Step 2. Identify small wins and make them happen

Once a CIO’s vision is clearly explained and accepted, the emphasis shifts to getting results. Here, CIOs would do well to identify a few easy wins and, in doing so, immediately show the value of digital transformation. These small wins are invaluable in building necessary momentum and overcoming internal resistance.

At one of the largest electronic component manufacturers in the world, the IT team sought to digitize the customer-support process. Typically, in Japan, customers go directly to the salesperson for product support. But sales teams often lack visibility into these issues, which are handled through manufacturing and quality control (QC). That means sales must contact manufacturing and QC, creating an unnecessary back-and-forth that often negatively impacts customer satisfaction.

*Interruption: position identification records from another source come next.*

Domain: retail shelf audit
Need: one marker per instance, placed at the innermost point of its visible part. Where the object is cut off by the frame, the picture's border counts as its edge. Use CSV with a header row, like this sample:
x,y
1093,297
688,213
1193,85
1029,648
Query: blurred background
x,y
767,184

Instead, the electric components manufacturer’s IT team wanted to give salespeople a tool to look up products and find the latest information on issues or defects. By working with a counterpart in quality control, an IT manager identified four products out of thousands and developed a proof of concept that delivered immediate value.

In the same way, CIOs should identify partners within their organization who are open to a new way of operating. They must then work with them to make small, fast changes.

Often, a few good wins can help build the momentum needed to sustain digital transformations.

Step 3. Promote IT to other leaders

Small wins can act as a proof of concept. They also help build organizational trust in the IT team. This matters immensely because IT teams in Japan are often perceived as troubleshooters or “IT janitors” rather than as strategic partners. For CIOs and their teams to drive digital transformation, that perception must change.

CIOs are as much advocates (for themselves and their teams) as they are technologists.

One Japanese aircraft company hired a new CIO from the outside and gave him a small mandate. That’s fairly typical in Japan, where CIOs are not generally seen as peers to the CEO or COO. But after some initial success, this CIO convinced the CEO and other leaders of his value and was given a budget to execute on the transformation strategy he had presented.

The lesson? CIOs are as much advocates (for themselves and their teams) as they are technologists. By completing initial projects and celebrating those projects widely, including to shareholders and board members, small wins lead to larger projects and eventually help complete digital transformations.

In Japan, these transformations are not so much a choice as a necessity, just as they are for organizations around the world. But for Japanese enterprises facing overseas competition, a shrinking workforce, and generational change, the imperative of transformation is that much more acute.

There is plenty of innovative spirit among younger Japanese professionals entering the workforce. The big question for Japan is whether companies and society will nurture this spirit or allow it to die by clinging to stale, legacy management styles.

Japanese CIOs can help answer this question by acting as change agents to help drive digital transformation initiatives throughout their organizations.